It’s worth thinking about, though there’s a lot more at play when it comes to electric vehicles and CO2 emissions.
The vast network needed to supply raw materials and component parts for EVs makes for difficult accounting. But this time, in Tesla’s report, it was part of the tally. And such “Scope 3” emissions – including those of suppliers – represented the deepest part of the product line’s carbon footprint.
Batteries are a big factor. For 2022, the firms involved in the mining and manufacturing for those accounted for 27% of Tesla’s total emissions, reports Quartz.
But the supply side isn’t the only thing to consider as we think about EVs and making the future work. The demand side – that is, consumer preferences – plays an important role, too.

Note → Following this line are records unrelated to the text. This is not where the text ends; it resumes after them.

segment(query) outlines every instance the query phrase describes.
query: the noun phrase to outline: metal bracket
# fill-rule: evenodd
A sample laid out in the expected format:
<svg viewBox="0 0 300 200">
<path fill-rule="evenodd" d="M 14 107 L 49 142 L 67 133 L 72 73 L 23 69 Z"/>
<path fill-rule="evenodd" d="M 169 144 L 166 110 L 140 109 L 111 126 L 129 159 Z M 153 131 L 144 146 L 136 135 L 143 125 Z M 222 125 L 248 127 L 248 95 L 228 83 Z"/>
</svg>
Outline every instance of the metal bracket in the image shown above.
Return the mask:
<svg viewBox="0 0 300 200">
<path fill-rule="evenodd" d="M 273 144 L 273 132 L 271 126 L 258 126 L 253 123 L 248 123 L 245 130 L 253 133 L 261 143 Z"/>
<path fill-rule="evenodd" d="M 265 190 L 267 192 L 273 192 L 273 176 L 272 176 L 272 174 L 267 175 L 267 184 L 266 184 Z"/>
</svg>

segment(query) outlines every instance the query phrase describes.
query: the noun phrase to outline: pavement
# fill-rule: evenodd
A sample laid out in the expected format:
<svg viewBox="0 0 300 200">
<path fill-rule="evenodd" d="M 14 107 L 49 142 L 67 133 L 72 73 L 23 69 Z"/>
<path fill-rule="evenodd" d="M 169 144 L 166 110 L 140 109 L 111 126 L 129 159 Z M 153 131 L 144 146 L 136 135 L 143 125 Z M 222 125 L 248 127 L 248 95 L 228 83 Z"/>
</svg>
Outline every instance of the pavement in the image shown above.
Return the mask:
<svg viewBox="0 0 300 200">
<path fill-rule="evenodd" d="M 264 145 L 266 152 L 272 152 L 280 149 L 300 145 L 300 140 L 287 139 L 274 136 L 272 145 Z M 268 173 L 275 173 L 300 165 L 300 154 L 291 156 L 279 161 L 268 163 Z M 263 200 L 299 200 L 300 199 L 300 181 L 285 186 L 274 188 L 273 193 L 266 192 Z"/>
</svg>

There are full-size EV pickups that can power homes, and some drivers do need big vehicles. Those are pricier than EVs like the little Bolt hatchback, which General Motors discontinued in favor of pickups.
They’re more resource-intensive, too. An editorial in the Los Angeles Times decries a wave of bigger – and bigger-battery – EVs. (The EV “high end” keeps getting higher.)
The EV story, analysts point out, remains one of net carbon impact. If you size up CO2 emissions over a vehicle’s lifetime, electricity soundly beats internal combustion – especially as more power is renewably sourced and battery technology gets “cleaner.”
High gasoline prices turn heads toward EVs, which can lead to a hunt for affordable EV models. Those are pocketbook motivations. There are planetary motivations, too. Will consumers be mindful about the relative impact of different EV vehicle options?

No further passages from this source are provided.